The study “confirms that cirrhosis has a negative impact on BMD which seems to deteriorate during the waiting time up to and in the first year following LT,” the European authors wrote. “However, for patients with cholestatic etiology, there was no decrease in the hip BMD Z-score during follow-up, and patients with cirrhosis of other etiologies than cholestatic displayed a significantly greater decrease in hip BMD Z-score compared to those with cholestatic disease.”

Although malnutrition and low subcutaneous fat mass were associated with osteopenia/osteoporosis prior to LT, subcutaneous fat may actually protect against BMD loss, due to subcutaneous fat being linked to hormones such as estrogen and adiponectin. But the study found no connection between mid-arm muscle circumference (MAMC) and osteopenia/osteoporosis.

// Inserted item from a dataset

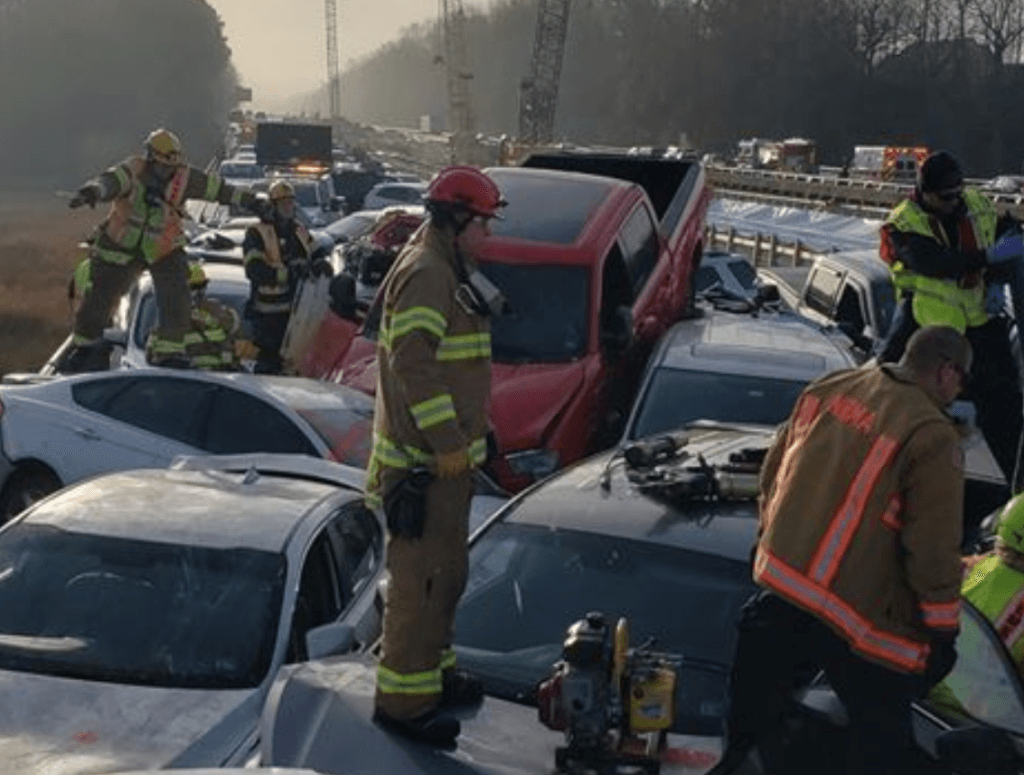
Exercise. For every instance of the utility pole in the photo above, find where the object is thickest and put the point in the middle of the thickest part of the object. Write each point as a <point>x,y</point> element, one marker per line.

The authors noted that inflammation has recently been proposed as a potential major cause of malnutrition and of changes in body composition in patients with chronic inflammatory diseases. Chronic inflammation may also be associated with increased BMD loss, because TNF-α activates osteoclastic bone destruction and inhibits osteoblastogenesis in inflammatory diseases.

Furthermore, upregulation of interleukin-6 (IL-6) in cirrhosis can cause a prolonged acute phase response that subsequently could increase bone resorption. 

However, the current study found a negative correlation between baseline TNF-α and BMD hip Z-score at 1-year post-LT, but no correlation with IL-6. 

Similarly, an accumulated steroid dose of typically high doses of glucocorticoids after LT was not associated with post-LT BMD loss.

The authors advocate large cohort studies of patients with cirrhosis to confirm their findings and assess the potential role of malnutrition and systemic inflammation in the pathogenesis of osteoporosis in this population.